Growing a business is always a bit of a balancing act.  Most business owners have first-hand experience of overdraft facilities, loans, directors’ guarantees and more.  It’s that well-known cliché ‘Speculate to accumulate’ into action.

However, although there are still business angels, investors and bank loans available, the face of business finance has changed with the advent of crowd-funding.

Before you get excited about the prospect of ‘free money’ here are some tips that will not only help your crowd-funding activities to succeed, but also build a group of people who are interested in helping again on future projects.

1: Know what your audience wants

You need to have a very clear idea of your target audience and what they’re interested in.  Rambling on about your business won’t cut it. 

If you understand your target audience well the benefits should be easy to present – and I’m not just talking about the rewards to investors.  What else is important to them?  It might be ticking their corporate social responsibility box, helping the environment, providing information that they want, giving them a feeling of involvement, being part of an elite community.  Every audience is different.

2:  Wrap your pitch in a good story

As the saying goes ‘information tells; but stories sell’.  A series of facts, no matter how impressive work far better when presented as a story.  With a story you’re moving the pitch from intellectual to emotional – and people buy emotionally. 

There’s a big difference between:

‘This book will be aimed at professionals in the [industry type] who belong to the industry associations and institutions.’

And

‘It was only when my colleague, Pat, exclaimed “I wish you were next to my desk all day, you have so many unusual answers to the questions I have” that I realised I needed to get my ideas out of my head and into a book.  And I know that in Pat’s industry there are thousands of people just like her, with the same questions that the book will help.’

3:  Create interesting rewards

If you’re pitching to fund a product then your rewards will probably include the new product, unless it’s a very high ticket item.  Bigger investors might be offered a bundle of the new product and/or other products you sell.

If you’re pitching something that is too high ticket for lower end investors, you might offer them a discount or a VIP pack.

Always include a no-brainer option of £5 or £10, but don’t be afraid to include £1K+ options.  It depends on what you’re pitching, but don’t make big investors have to complete the pitch process several times because the maximum option is £100!

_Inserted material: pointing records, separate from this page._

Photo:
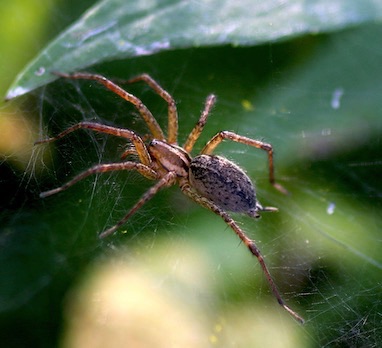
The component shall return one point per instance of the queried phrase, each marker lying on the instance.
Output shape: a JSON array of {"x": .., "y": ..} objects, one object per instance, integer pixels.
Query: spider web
[{"x": 320, "y": 110}]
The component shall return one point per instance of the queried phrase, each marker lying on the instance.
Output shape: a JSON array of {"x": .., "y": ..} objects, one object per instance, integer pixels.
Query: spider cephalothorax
[{"x": 211, "y": 181}]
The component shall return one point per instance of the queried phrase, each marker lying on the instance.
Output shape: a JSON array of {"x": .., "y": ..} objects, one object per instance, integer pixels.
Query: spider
[{"x": 212, "y": 181}]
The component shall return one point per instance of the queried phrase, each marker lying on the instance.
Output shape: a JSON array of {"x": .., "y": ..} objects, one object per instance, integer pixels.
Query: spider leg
[
  {"x": 197, "y": 130},
  {"x": 219, "y": 137},
  {"x": 251, "y": 245},
  {"x": 167, "y": 180},
  {"x": 172, "y": 129},
  {"x": 119, "y": 132},
  {"x": 103, "y": 168},
  {"x": 145, "y": 113}
]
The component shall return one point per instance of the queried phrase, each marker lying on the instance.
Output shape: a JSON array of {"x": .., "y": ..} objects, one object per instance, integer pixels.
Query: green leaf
[{"x": 119, "y": 29}]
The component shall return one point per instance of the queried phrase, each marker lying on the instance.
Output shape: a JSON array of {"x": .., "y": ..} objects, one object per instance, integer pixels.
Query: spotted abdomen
[{"x": 224, "y": 183}]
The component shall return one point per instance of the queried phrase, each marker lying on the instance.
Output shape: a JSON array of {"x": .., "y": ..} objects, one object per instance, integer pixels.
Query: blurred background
[{"x": 176, "y": 275}]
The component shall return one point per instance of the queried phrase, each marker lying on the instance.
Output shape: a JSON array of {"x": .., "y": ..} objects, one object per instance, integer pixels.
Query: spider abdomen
[{"x": 224, "y": 183}]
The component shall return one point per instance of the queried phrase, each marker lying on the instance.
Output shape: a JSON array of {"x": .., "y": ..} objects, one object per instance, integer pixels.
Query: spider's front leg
[
  {"x": 167, "y": 180},
  {"x": 103, "y": 168}
]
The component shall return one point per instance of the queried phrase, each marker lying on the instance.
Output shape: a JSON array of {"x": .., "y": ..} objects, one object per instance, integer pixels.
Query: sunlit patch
[{"x": 336, "y": 98}]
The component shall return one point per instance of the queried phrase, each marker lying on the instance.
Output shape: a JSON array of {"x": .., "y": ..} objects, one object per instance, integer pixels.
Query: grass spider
[{"x": 211, "y": 181}]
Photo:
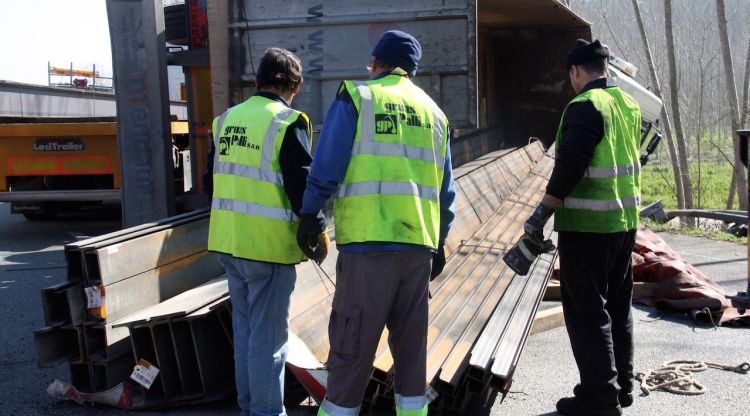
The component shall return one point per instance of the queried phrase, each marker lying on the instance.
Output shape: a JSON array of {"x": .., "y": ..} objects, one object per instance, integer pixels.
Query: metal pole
[{"x": 140, "y": 74}]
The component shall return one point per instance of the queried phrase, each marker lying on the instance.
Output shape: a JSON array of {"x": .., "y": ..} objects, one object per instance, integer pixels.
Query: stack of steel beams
[
  {"x": 111, "y": 277},
  {"x": 477, "y": 290},
  {"x": 189, "y": 339},
  {"x": 495, "y": 195},
  {"x": 165, "y": 302}
]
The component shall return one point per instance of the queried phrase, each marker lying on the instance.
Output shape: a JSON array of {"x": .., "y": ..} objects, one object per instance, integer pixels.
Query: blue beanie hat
[{"x": 400, "y": 49}]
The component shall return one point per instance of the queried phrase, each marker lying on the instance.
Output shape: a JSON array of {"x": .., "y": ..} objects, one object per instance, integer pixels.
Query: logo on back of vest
[
  {"x": 385, "y": 124},
  {"x": 234, "y": 136}
]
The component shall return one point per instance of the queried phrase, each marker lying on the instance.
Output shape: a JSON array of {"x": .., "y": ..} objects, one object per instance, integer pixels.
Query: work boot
[
  {"x": 625, "y": 398},
  {"x": 574, "y": 406}
]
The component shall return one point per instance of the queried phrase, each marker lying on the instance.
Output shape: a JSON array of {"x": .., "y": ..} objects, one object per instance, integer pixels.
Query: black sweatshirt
[
  {"x": 582, "y": 130},
  {"x": 294, "y": 157}
]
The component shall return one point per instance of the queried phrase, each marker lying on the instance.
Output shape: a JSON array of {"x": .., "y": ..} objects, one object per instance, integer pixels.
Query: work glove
[
  {"x": 312, "y": 238},
  {"x": 438, "y": 262},
  {"x": 534, "y": 226}
]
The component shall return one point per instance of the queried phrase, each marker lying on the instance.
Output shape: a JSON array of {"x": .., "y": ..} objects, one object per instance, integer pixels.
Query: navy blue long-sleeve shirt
[{"x": 330, "y": 163}]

If you’re pitching to create a knowledge product – like a training programme, book or conference, your rewards might include access to Elite webinars for investors to give them something others can’t have.  This could include Q&A sessions or group coaching sessions.

4:  Shout about it!

When your pitch goes live don’t assume that everyone will mysteriously know about it.  Get on social media, tell your story, ask for help and give them the link to go and read your pitch. 

Don’t just post once – the social media feeds move so fast that many of your audience may not be looking during the few minutes after your post goes live.  Post daily until the closing date of the crowd-funding project – and at different times of day.  Ask people to share your post too.

See if the industry journals or magazines would be interested in learning about your project and add the crowd-funding link to the end of it.  Talk to your local press and don’t forget the online press.

The more people that know about it, the more investors you’ll get.

5:  Build your community

A great crowd-funding campaign includes keeping in touch with your investors to let them know how the project is progressing.  This is especially important if the funding includes product development and there is an extended period between the investment and the product being manufactured.

However, even a shorter-term project it’s important that people don’t invest and then hear nothing.  It’s all about gaining long-term commitment.  If you communicate with your investors they’ll be willing to invest again in the future.

It’s easy to get so involved with your new project that you forget to send out rewards or let people know when they can expect them.  The more information people get, the more comfortable they feel with their investment.